Pike new home of Colorado Springs Youth Symphony
The non-profit organization, founded in 1980, seeks out and trains talented young musicians - about 350 at present - and organizes performances locally or as far away as China. About 350 children from the region, ages 7 up to high school, play in any of seven different groups.
CSYSA has signed a one-year contract with School District 11 for 8,924 square feet, including the former Pike gym, main office, library, teacher's lounge and all the classrooms in the north wing.
The remainder of the building is used by D-11 for records and storage.
Pike Elementary, which had started in 1956, closed after the 2008-09 school year as part of a district space-efficiency push that led to several closures around the district.
“I'm really thankful that it's going to remain a school building as such,” commented Carol Gravenstein, a board member of the Mesa Springs Community Association, when contacted this week. She had been among several from the neighborhood around Pike who had expressed concerns about an empty building and potential site neglect during the D-11 Board of Education public meetings last winter on the “reutilization” plan, as it was called.
Also pleased with the musical entity's arrival is Tom Fleecs, District 11 fine arts coordinator. “I think it's a great use of district space to have something educational going on there,” he said.
In interviews this week, CSYSA music director Gary Nicholson and executive director Debi Krause-Reinsch talked about their delight with the site. “It fits us like a glove,” Nicholson enthused, in terms of the number of rooms and extent of storage space.
The CSYSA administration office is where the Pike main office used to be. The gym, which has “surprisingly good acoustics,” according to Reinsch, is used for practices by each of the seven groups, with the other rooms available for “sectional” practices by sub-groups such as woodwinds, brass or percussion, which have their own coaches. “Thank goodness, the cinderblock walls, help with the sound, so there's not a lot of bleed-through,” she said.
The organization's locale for the past eight years had been the Benet-Hill Monastery on the city's eastside, but a tightening space situation there forced the move. “For the last couple of years, we've been looking for a place we could call home,” Reinsch related. Knowing District 11 was planning some building changes, “we said if there is an opening, let us know. They showed us Pike, and we liked that it was up on a hill in a nice neighborhood.”
Leasing a District 11 facility “made sense” because the Youth Symphony was already “partnering” with District 11 in terms of student musical development, she said.
For one of the musicians in the Youth Symphony, viola player Rachael Richardson, the Pike facility is quite familiar. She, along with her parents, uncles and aunts, attended the school, and even now, as a Coronado freshman, she walks from her grandmother's house to go to practice. “It feels real nice” to come back,” she said. “I miss this school, and I felt bad when it closed. I was excited when the Youth Symphony moved there, because I have lots of memories at the school.”
One of those memories is of the gym itself. “I remember it being so big,” she said. “Now it seems real small.”

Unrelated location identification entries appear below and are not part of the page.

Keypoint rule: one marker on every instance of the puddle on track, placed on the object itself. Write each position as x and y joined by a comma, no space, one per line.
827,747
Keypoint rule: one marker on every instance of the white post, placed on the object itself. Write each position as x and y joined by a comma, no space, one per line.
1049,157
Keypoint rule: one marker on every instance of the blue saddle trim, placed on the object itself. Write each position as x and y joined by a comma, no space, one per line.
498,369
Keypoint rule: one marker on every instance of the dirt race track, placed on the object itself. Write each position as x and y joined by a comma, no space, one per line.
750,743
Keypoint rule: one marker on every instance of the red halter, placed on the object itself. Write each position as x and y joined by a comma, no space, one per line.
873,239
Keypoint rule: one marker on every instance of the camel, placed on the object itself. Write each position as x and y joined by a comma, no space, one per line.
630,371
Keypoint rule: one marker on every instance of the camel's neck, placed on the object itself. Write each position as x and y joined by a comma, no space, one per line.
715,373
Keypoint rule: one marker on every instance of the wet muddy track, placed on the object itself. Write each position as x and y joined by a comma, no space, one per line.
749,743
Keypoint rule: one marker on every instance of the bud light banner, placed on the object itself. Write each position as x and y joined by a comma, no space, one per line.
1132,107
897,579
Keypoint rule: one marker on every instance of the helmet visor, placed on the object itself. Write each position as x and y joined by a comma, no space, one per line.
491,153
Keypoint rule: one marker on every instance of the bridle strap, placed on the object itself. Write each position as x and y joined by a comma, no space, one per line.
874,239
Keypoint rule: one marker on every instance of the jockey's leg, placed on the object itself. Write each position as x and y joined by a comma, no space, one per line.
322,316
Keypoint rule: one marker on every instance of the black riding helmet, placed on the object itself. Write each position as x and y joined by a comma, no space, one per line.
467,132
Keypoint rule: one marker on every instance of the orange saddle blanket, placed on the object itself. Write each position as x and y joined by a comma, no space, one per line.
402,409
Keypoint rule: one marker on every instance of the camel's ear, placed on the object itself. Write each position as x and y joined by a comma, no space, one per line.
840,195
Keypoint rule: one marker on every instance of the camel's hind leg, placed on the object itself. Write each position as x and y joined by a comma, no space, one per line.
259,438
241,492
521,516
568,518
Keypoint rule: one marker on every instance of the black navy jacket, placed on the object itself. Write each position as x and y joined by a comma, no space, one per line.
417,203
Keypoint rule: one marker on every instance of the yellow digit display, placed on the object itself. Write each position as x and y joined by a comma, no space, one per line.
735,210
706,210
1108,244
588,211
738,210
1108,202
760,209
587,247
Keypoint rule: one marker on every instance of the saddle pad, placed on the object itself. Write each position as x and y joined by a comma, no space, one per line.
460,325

The only concern for the CSYSA about Pike is how long it can stay there. Reinsch would like it to be long-term, but District 11 has tentative, long-range plans in which the association could become part of a Wasson High arts magnet program. But it's not certain yet if that will happen. “We're kind of waiting to see how that goes,” Fleecs said. “It all depends on what they develop at the school.”
The Wasson magnet idea was a closure alternative that came out of the reutilization meetings. The Board of Education is scheduled to consider the idea in greater detail during the current school year.
Regarding CSYSA activities, its website elaborates that the Youth Symphony “presents over 60 performances each year regionally, nationally, and internationally. The educational program features music camps, performing tours, leadership classes, a solo competition, exposure to all forms of orchestral literature, chamber music ensembles, and community collaborations.”
There is a fee for those who successfully audition into the Youth Symphony, but family income should not be a drawback for applying. “In quite a few cases,” money has been “found” to provide scholarships for needy musicians, Reinsch said.